68歳の男性。発熱、咳嗽および膿性痰を主訴に来院した。5日前から発熱、3日前から咳嗽および膿性痰が出現したため受診した。意識は清明。体温39.2℃。脈拍124/分、整。血圧88/60mmHg。呼吸数24/分。SpO2 93%(room air)。両側の胸部にcoarse cracklesを聴取する。血液所見:白血球18,800(桿状核好中球4%、分葉核好中球84%、単球2%、リンパ球10%)。CRP 19mg/dL。胸部エックス線写真の正面像(A)、側面像(B)及び喀痰のGram染色標本(C)を別に示す。同日、敗血症を疑い血液培養を行った。

現時点の対応として正しいのはどれか。

a 抗菌薬を投与せず薬剤感受性の結果を待つ。
b アムホテリシンBの点滴静注を開始する。
c ゲンタマイシンの点滴静注を開始する。
d スルバクタム・アンピシリン合剤の点滴静注を開始する。
e レボフロキサシンの点滴静注を開始する。

正解はdです。

d グラム染色よりグラム陽性球菌の肺炎球菌が考えられますので、ペニシリン系のアンピシリン/スルバクタムが正解となります。

b アムホテリシンBは真菌。

c アミノグリコシド系のゲンタマイシンは、緑膿菌含むグラム陰性桿菌が得意です。一方でグラム陽性菌は不得意で、βラクタム系とタッグを組んでようやく感染性心内膜炎などに用いられます。

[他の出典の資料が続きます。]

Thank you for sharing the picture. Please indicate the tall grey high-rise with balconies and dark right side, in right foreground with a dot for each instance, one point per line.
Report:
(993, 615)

e レボフロキサシンは緑膿菌や非定型の時に選択されます。


薬剤師国家試験 104問326

55 歳女性。159 cm、60 kg。卵巣がんにて、パクリタキセル、カルボプラチン、ベバシズマブを用いた外来化学療法を施行している。来院日の臨床検査値から判断して、医師はレノグラスチム注100 µgを投与して、以下の処方を追加した。
臨床検査値は、体温37.8℃、白血球数2×103個/µL、好中球40%(白血球百分率)、血清クレアチニン値 0.64 mg/dL、eGFR 74.0 mL/min/1.73 m2であった。

(処方)
セフカペンピボキシル塩酸塩錠100mg 1回1錠(1日3錠)
1日3回 朝昼夕食後 5日分

薬剤師はこの処方に疑義を抱いた。薬剤師が行う処方提案として、適切なのはどれか。2つ選べ。

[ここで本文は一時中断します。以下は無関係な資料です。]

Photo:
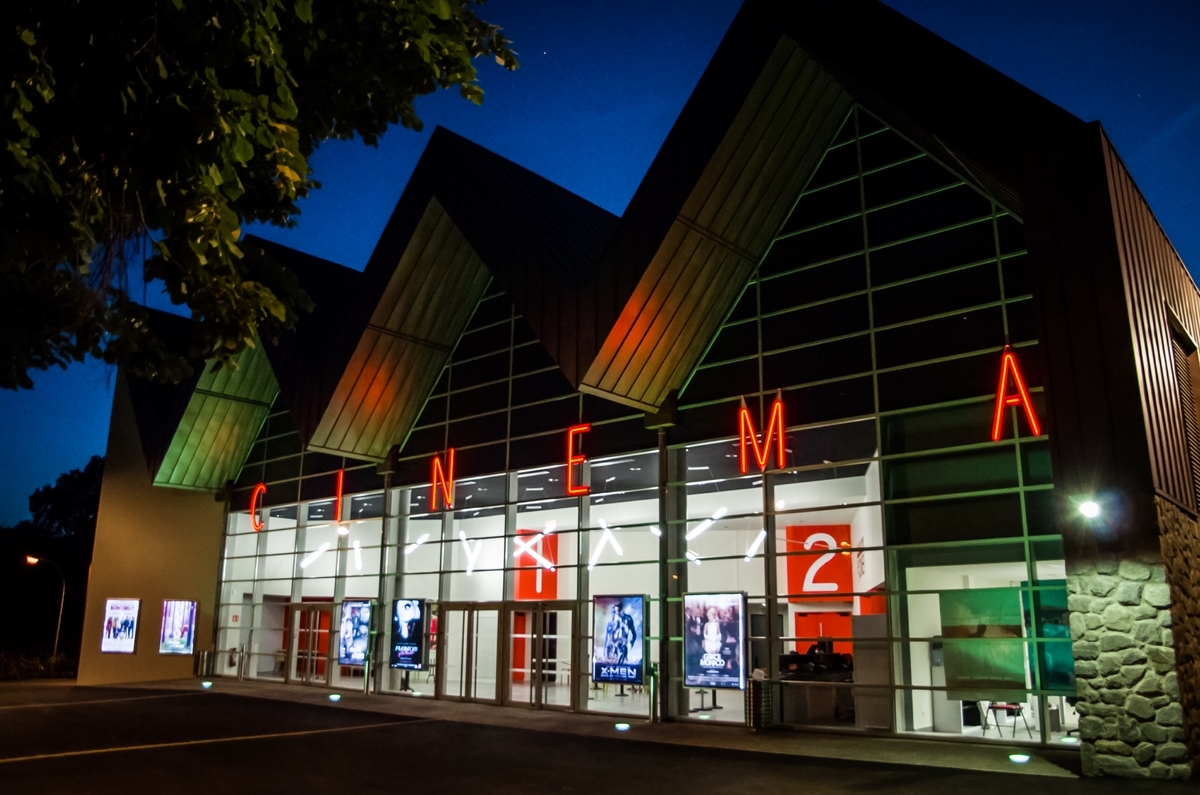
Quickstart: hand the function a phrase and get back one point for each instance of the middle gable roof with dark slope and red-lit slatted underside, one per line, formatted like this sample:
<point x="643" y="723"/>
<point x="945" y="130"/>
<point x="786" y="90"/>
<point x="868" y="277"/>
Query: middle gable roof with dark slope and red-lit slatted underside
<point x="467" y="217"/>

  1. セフカペンピボキシル塩酸塩錠100mgを1回1錠、1日2回朝夕食後にする。
  2. セフカペンピボキシル塩酸塩錠100mgを1回1錠、1日1回朝食後にする。
  3. レボフロキサシン錠250mgを1回1錠、1日1回朝食後にする。
  4. レボフロキサシン錠500mgを1回1錠、1日1回朝食後にする。
  5. シプロフロキサシン塩酸塩錠100mgを1回2錠、1日2回朝夕食後にする。
正解は4と5です。

化学療法により骨髄抑制をきたし、好中球800と減少し、発熱37.8℃と発熱性好中球減少症(FN)の定義を満たしています。

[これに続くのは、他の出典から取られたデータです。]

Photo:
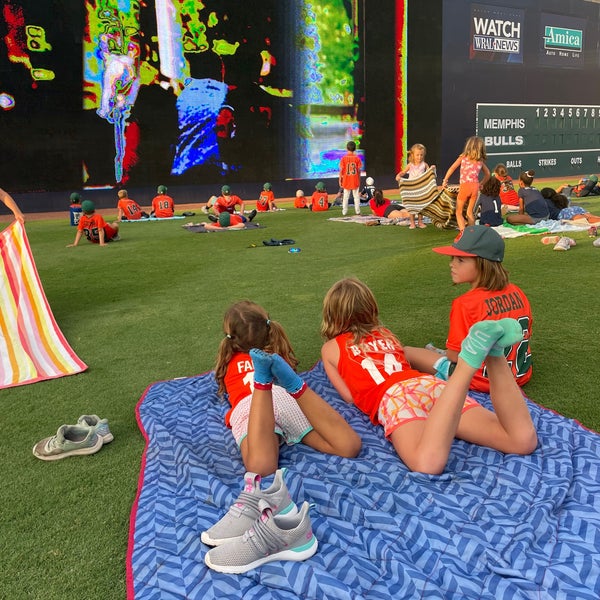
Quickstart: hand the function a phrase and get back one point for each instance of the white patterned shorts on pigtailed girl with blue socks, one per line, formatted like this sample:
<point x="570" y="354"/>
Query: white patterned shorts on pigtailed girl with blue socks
<point x="290" y="422"/>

さらなる好中球数の低下が予想されたためG-CSF製剤のレノグラスチムも投与されています。

FNに対する抗菌薬ですが、緑膿菌にもスペクトルを持つ広域抗菌薬が推奨されます。

セフカペンはセフが付いているのでセフェム系です。第3世代セフェム系でグラム陰性菌が得意ですが、緑膿菌はセフェム系に自然耐性がついてるので効きません。

緑膿菌にも効くのはニューキノロン系ですので、語尾がキサシンとなっているレボフロキサシンとシプロフロキサシンです。

腎機能はeGFR:74と高度な低下もないので通常量でいけます。


医師国家試験 113D57

61歳の男性。発熱と皮疹を主訴に来院した。一昨日から発熱があり、昨日から体幹に紅斑が出現した。本日になり紅斑が四肢にも広がってきたため来院した。発熱は持続し、頭痛を伴っている。紅斑に痒みは伴っていない。腹痛や下痢を認めない。1週間前に山に入り、伐採作業をした。同様の症状を訴える家族はいない。意識は清明。身長162cm、体重62kg。体温38.8℃。脈拍96/分、整。血圧146/88mmHg。呼吸数20/分。SpO2 97%(room air)。体幹・四肢に径2~3cmの紅斑が散在する。右鼠径部に、周囲に発赤を伴った直径5mmの痂皮を認める。眼瞼結膜と眼球結膜とに異常を認めない。咽頭の発赤や扁桃の腫大を認めない。心音と呼吸音とに異常を認めない。腹部は平坦、軟で、肝・脾を触知しない。神経診察に異常を認めない。関節の腫脹を認めない。尿所見:蛋白(-)、糖(-)、潜血(-)。血液所見:赤血球488万、Hb 14.1g/dL、Ht 42%、白血球4,300(桿状核好中球12%、分葉核好中球55%、好酸球1%、好塩基球1%、単球15%、リンパ球16%)、血小板9万。血液生化学所見:総蛋白7.5g/dL、アルブミン3.9g/dL、総ビリルビン0.9mg/dL、AST 76U/L、ALT 46U/L、LD 356U/L(基準176~353)、γ-GTP 45U/L(基準8~50)、CK 46U/L(基準30~140)、尿素窒素22mg/dL、クレアチニン0.9mg/dL、血糖96mg/dL、Na 134mEq/L、K 4.4mEq/L、Cl 98mEq/L。CRP 7.4mg/dL。

適切な治療薬はどれか。

a ペニシリン
b アシクロビル
c アミノグリコシド
d アムホテリシンB
e テトラサイクリン

正解はeです。

発熱と皮疹、山に入った病歴、右鼠径部に痂皮を伴う刺し口、軽度な肝機能障害と血小板減少からリケッチア感染症を疑います。

選択肢の中で細胞内寄生菌にも作用するのはテトラサイクリンだけです。


以上となります。

最後まで読んでいただき有り難うございます。

少しでも参考になれば幸いです。